Idle No More movement began as campaign by four women against changes to Indian Act and environmental deregulation

An Idle No More march at the Peace Arch border crossing between Canada and the US in Surrey, British Columbia. Photograph: Andy Clark/Reuters
An Idle No More march at the Peace Arch border crossing between Canada and the US in Surrey, British Columbia. Photograph: Andy Clark/Reuters

The Canadian prime minister, Stephen Harper, has agreed to a meeting with First Nations leaders following indigenous protests sparked by a hunger strike.

Since 10 December there have been road and rail blockades across Canada, flash mobs and solidarity events as far away as New Zealand, in the biggest grassroots social movement in North America since Occupy.

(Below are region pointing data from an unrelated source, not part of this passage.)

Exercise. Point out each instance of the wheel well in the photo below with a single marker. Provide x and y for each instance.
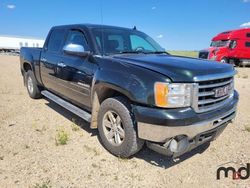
(99, 96)
(26, 67)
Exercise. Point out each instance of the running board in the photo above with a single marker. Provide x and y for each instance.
(76, 110)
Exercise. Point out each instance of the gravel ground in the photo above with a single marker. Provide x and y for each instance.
(30, 155)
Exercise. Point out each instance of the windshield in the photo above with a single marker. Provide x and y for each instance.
(117, 41)
(219, 43)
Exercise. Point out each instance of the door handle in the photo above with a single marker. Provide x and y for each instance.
(61, 64)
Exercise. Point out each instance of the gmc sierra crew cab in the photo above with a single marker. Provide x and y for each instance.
(130, 89)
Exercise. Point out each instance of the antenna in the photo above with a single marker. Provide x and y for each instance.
(102, 30)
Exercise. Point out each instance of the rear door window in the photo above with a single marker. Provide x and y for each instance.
(56, 40)
(77, 37)
(248, 44)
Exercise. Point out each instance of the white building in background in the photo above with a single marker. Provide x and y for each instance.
(14, 43)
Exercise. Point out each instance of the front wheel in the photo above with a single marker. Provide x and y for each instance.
(31, 84)
(117, 128)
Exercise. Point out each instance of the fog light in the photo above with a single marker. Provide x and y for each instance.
(178, 145)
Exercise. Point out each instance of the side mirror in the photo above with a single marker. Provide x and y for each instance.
(76, 49)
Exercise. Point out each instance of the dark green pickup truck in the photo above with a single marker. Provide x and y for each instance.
(123, 83)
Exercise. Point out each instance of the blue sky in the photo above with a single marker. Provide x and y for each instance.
(176, 25)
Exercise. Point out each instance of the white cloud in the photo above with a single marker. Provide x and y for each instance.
(247, 24)
(10, 6)
(160, 36)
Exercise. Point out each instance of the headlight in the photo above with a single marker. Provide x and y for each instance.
(173, 95)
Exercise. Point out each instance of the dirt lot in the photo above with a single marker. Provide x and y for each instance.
(29, 155)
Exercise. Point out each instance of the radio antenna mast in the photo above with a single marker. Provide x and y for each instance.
(102, 30)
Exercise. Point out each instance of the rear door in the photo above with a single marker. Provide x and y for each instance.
(51, 55)
(75, 73)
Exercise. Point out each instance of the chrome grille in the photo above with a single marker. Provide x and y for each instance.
(205, 99)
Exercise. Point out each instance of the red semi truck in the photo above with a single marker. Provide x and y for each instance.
(230, 47)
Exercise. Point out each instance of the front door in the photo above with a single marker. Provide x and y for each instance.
(75, 73)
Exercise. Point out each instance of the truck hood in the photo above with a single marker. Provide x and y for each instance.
(178, 69)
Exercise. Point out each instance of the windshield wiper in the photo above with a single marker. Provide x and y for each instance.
(158, 52)
(131, 52)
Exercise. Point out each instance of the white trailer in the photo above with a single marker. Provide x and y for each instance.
(14, 43)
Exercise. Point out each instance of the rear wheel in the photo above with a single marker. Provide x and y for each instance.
(31, 84)
(117, 128)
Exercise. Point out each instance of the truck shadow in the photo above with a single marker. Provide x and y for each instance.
(146, 154)
(72, 117)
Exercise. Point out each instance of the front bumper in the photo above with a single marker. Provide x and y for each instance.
(160, 125)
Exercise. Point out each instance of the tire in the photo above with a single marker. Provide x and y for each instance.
(124, 120)
(224, 60)
(31, 84)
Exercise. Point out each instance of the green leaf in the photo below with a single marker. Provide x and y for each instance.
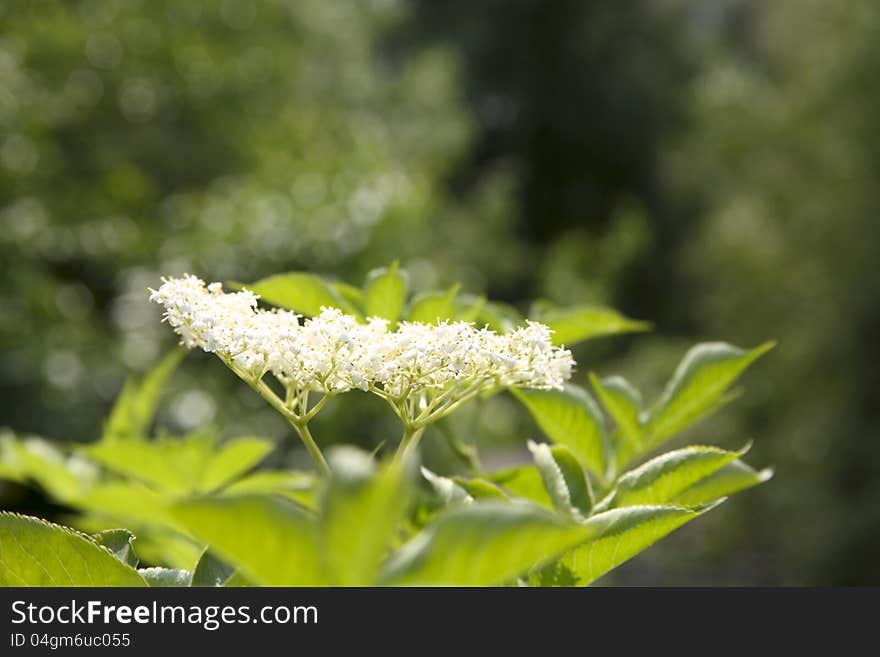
(299, 291)
(732, 478)
(564, 479)
(570, 417)
(272, 540)
(523, 481)
(449, 492)
(120, 542)
(63, 477)
(578, 323)
(697, 387)
(623, 533)
(623, 403)
(662, 479)
(133, 412)
(430, 307)
(360, 513)
(470, 307)
(479, 489)
(166, 577)
(385, 293)
(211, 571)
(180, 465)
(232, 459)
(499, 317)
(482, 544)
(126, 502)
(351, 293)
(34, 552)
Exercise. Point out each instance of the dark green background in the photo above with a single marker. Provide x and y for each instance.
(712, 166)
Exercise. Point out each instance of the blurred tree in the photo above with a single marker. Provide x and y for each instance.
(577, 98)
(230, 139)
(782, 160)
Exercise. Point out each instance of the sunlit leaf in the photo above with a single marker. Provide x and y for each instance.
(34, 552)
(621, 534)
(482, 544)
(360, 512)
(120, 543)
(166, 577)
(576, 324)
(623, 404)
(272, 540)
(298, 291)
(523, 481)
(433, 306)
(135, 407)
(730, 479)
(662, 479)
(385, 293)
(449, 492)
(563, 479)
(570, 417)
(697, 388)
(211, 571)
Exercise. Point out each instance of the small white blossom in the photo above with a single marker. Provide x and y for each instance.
(437, 364)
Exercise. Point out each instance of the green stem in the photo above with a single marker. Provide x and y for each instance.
(299, 423)
(409, 442)
(305, 435)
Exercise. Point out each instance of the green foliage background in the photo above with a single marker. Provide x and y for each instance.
(708, 166)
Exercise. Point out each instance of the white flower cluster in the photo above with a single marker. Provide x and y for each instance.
(333, 352)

On Algonquin island in the Ottawa river, within view of parliament, Chief Theresa Spence of Attawapiskat, a poor aboriginal community, has been living in a teepee in sub-zero temperatures subsisting on liquids for 27 days. Two other Aboriginal elders were in week four of their fasts when Harper agreed to meet to discuss aboriginal rights and economic development.

Spence said she would continue her fast until the meeting had produced concrete action and a promise of consultations. “I’ll still be here on my hunger strike until that meeting takes place,” she said. “We’ll see what the results are … because there are a lot of issues that we need to discuss.”

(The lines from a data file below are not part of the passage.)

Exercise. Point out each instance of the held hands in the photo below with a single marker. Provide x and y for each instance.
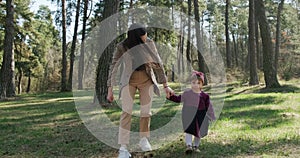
(169, 92)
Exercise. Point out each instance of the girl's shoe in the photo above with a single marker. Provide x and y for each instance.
(123, 153)
(196, 149)
(188, 149)
(145, 145)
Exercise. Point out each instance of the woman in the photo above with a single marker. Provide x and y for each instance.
(142, 71)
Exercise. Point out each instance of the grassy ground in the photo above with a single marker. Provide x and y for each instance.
(255, 122)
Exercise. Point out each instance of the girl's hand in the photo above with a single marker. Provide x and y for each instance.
(169, 92)
(110, 95)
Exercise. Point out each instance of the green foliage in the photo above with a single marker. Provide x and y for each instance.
(254, 122)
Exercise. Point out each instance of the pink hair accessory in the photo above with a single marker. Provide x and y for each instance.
(198, 74)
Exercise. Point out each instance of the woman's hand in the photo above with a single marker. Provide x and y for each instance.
(110, 95)
(169, 91)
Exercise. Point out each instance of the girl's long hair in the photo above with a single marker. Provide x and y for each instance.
(134, 34)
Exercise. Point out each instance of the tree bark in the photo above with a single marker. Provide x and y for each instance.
(201, 62)
(82, 48)
(64, 48)
(228, 50)
(278, 31)
(73, 47)
(188, 45)
(28, 83)
(7, 86)
(252, 46)
(110, 7)
(268, 54)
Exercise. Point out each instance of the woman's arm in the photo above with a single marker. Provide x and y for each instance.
(113, 70)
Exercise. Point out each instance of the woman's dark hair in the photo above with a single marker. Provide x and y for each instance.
(134, 34)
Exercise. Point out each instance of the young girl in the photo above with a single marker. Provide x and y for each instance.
(195, 105)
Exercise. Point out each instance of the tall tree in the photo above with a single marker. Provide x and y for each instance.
(268, 52)
(228, 51)
(278, 32)
(64, 48)
(73, 47)
(201, 62)
(82, 48)
(252, 44)
(110, 7)
(188, 46)
(7, 86)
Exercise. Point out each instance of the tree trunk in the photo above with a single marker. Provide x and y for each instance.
(235, 51)
(268, 55)
(28, 83)
(278, 31)
(110, 7)
(7, 86)
(182, 51)
(188, 45)
(20, 81)
(258, 52)
(252, 46)
(82, 48)
(73, 47)
(228, 51)
(64, 48)
(201, 62)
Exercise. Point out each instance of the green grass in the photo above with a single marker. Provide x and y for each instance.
(254, 122)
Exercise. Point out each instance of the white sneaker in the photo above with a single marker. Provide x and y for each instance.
(123, 153)
(144, 144)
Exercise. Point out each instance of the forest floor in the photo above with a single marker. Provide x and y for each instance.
(254, 122)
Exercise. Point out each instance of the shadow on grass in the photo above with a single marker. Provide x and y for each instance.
(241, 147)
(282, 89)
(48, 129)
(258, 118)
(247, 147)
(251, 101)
(255, 118)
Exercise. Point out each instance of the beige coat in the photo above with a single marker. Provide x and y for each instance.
(123, 59)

Harper recently forced through parliament two budget bills, each more than 400 pages long. MPs had limited time to study the hundreds of legislative changes, let alone debate and amend them. The protest movement, under the slogan Idle No More, started as a campaign by four women who feared that the bill’s changes to the Indian Act and environmental deregulation would disproportionately affect First Nations peoples, many of whom live like second-class citizens.

News of the meeting, scheduled for 11 January, has done little to slow the momentum of the movement, a self-professed leaderless and bottom-up mobilisation driven by Aboriginal women and media-savvy youth that has gained increasing sympathy from the broader public.

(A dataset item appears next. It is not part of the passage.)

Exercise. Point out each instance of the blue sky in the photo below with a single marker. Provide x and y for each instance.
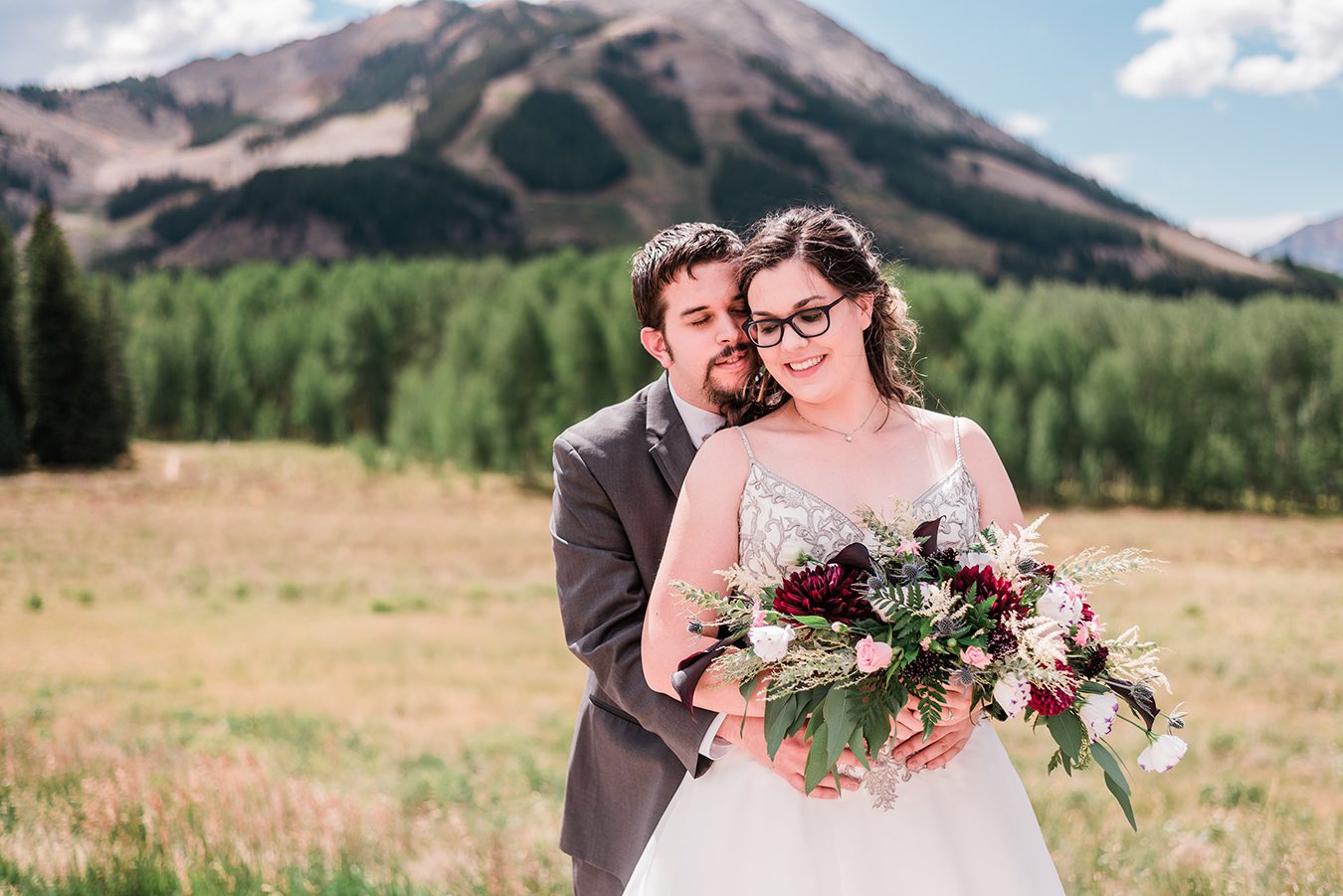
(1225, 115)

Further disruption of road and rail routes was planned this weekend. On Wednesday a court ordered an end to a nearly two-week blockade of CN Rail in Sarnia, Ontario, the city with the worst industrial pollution in Canada.

First Nations constitutionally protected land rights are often seen as red tape in the way of the government’s economic plans. Clayton Thomas-Muller, a Manitoba Cree running the Indigenous Environmental Network’s tar sands campaign, called for a “separation of oil and state”.

“400 years ago we had Jesuit priests come into our First Nations in black robes promising a better way of life by changing the way we communicated with our creator,” he said. “Today, CEOs come into our communities in black suits promising a better way of life if we change the way we relate to the sacredness of mother earth.”

Nina Segalowitz, an Inuit throat singer attending a flash mob in a Montreal mall, said: “Hopefully people will understand it’s not just an Aboriginal issue. Everyone needs to protect the legacy of the earth that we’re going to leave for generations to come.”